İHA’da yer alan habere göre, Sağlık sektöründe bilimin hızla ilerlediği görülürken, sağlıkçılar sahada aktif olarak kongre ve seminerlerde tamamlayıcı programlarla eğitim almaya devam ediyor.
Diyarbakır Gazi Yaşargil Eğitim ve Araştırma Hastanesi''nde yoğun bakımlardan sorumlu Eğitim Hemşiresi Güneş Bozkuş, sağlık biliminin gelişmeye açık bir bilim dalı olduğunu dile getirdi.

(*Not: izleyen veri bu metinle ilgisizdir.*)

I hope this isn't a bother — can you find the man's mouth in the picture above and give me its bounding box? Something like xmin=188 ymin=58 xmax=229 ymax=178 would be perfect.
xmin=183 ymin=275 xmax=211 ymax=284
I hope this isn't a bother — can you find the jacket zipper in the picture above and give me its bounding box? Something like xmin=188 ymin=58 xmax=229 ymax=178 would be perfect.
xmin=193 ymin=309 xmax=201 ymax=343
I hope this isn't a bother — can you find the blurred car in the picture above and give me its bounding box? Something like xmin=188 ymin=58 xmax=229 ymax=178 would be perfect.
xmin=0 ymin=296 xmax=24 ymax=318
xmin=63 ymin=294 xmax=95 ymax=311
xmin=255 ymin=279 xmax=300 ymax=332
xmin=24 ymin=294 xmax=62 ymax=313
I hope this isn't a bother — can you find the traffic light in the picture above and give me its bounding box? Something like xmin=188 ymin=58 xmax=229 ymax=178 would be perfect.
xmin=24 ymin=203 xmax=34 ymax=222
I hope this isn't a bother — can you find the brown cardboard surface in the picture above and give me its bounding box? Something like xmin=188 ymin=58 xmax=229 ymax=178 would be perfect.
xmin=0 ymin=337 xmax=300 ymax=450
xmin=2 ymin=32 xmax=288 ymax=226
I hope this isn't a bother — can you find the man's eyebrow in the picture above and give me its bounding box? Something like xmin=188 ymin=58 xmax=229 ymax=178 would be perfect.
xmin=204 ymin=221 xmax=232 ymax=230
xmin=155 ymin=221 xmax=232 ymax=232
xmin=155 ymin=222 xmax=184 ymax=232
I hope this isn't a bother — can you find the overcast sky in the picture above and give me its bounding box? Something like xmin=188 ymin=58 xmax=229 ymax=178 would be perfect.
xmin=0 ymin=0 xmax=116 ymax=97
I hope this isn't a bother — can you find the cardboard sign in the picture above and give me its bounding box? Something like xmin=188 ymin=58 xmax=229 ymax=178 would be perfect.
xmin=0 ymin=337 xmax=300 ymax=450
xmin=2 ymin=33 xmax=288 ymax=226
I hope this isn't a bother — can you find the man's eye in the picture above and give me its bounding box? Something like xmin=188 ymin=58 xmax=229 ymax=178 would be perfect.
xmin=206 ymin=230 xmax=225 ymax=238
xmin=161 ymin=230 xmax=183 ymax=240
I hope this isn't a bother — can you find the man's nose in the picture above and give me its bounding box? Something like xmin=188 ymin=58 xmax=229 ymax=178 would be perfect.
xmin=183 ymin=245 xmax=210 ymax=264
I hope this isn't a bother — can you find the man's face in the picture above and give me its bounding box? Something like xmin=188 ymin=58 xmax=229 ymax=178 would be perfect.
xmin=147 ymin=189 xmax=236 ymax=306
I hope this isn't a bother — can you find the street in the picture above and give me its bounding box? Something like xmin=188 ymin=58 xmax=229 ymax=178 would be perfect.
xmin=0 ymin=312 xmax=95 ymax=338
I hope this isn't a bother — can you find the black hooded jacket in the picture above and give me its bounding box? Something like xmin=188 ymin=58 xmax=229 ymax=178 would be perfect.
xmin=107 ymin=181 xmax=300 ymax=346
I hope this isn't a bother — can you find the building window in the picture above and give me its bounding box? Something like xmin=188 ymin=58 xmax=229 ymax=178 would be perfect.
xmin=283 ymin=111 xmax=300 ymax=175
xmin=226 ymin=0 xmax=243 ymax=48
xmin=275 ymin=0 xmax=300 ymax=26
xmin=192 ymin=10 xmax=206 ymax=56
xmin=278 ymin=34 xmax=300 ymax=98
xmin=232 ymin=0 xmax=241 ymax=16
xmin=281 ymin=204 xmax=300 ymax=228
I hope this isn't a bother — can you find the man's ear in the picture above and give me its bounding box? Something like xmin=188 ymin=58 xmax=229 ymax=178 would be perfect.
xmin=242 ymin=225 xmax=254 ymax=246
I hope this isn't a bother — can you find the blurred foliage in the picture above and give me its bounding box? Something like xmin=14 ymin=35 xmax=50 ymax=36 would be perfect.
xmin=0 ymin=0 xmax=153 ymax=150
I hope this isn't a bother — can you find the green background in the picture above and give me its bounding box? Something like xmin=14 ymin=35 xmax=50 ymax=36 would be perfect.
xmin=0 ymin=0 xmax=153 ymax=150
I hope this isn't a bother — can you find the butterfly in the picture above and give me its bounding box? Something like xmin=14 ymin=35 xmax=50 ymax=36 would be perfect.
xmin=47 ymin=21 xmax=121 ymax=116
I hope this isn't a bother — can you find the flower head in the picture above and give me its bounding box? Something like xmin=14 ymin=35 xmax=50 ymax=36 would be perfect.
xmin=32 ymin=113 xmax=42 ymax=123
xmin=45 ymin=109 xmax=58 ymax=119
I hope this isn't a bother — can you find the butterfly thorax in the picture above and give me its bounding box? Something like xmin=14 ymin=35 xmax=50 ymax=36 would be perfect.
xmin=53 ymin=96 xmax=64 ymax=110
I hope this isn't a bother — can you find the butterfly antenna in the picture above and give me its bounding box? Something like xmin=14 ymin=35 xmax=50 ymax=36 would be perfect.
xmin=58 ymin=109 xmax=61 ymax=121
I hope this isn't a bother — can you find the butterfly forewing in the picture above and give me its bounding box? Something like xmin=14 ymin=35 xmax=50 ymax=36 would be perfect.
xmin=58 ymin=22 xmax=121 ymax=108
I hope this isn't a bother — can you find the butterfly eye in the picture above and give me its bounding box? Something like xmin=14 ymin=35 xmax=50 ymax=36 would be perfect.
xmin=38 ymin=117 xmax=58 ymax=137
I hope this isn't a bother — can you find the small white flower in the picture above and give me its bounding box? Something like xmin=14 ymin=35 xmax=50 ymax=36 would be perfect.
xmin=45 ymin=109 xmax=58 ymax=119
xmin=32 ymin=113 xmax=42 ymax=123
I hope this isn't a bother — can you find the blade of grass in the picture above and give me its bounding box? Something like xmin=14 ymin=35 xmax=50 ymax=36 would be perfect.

Yaklaşık 7 yıldır sağlık eğitimi programlarının içerisinde olduğunu ifade eden Bozkuş, “Sağlık bilimi gelişmeye açık bir bilim dalıdır. Bu yüzden hem hekim kolunda hem hemşire kolunda sürekli eğitimlerle yaklaşımları güncel tutmaya çalışıyoruz. Bizim planlamalarımız saha içerisindeki aktif bilgi alışverişine göre olmaktadır. Serviste yatan hastaların istatistiğini her birim kendisi yapar. Bu istatistikler toplanır, hastaların çıkış sürecinden laboratuvar tetkiklerine kadar bir yol incelenir. Aynı zamanda bizim izlediğimiz bu çizelge Avrupa ile belli bir uyum içerisindedir. Biz bu verilerden yola çıkarak eksiklik ve aksaklıkların olup olmadığının derlemelerini komple yapıp eğitim birimiyle görüştükten sonra sahada aktif bir şekilde uygulamaya çalışıyoruz. Yaklaşık 7 yıldır bu programın içerisinde yer alıyorum. Yoğun bakım eğitimi açısından sertifikasyon ile Türkiye’nin birçok yerinden gelen hemşireleri destekliyoruz. Sahada aktif olan arkadaşları da katıldığımız kongrelerde destekleyici ve tamamlayıcı bilimsel programlarla belli bir program içerisinde eğitim alıyoruz” dedi.
Özellikle yoğun bakım servisinde eğitime daha da önem verilmesi gerektiğine dikkat çeken Yoğun Bakım Uzmanı Dr. Koray Altun ise şunları kaydetti:
“Yoğun bakım, kritik hastaların takip edildiği, her an hayati riskinin yüksek olduğu ve bunların yakından takip edilmesi konusunda önem arz eden bir ünitedir. Kritik hastaların takip edilmesinde doktorların kendilerini güncellemesi gerektiği, bilgi birikiminin sürekli tazelenmesi gerektiğini bilmeliyiz. Bu bilgiler tazelenmediği takdirde zamanla bu bilgililer unutulup, gereksiz ve uygunsuz tahlillerin istendiği bir hale dönüşebiliyor. Dolayısıyla seminer, makale, kongre gibi bilgi alışverişinin yapıldığı yerlerle eğitimin güncellenmesi gerekiyor.”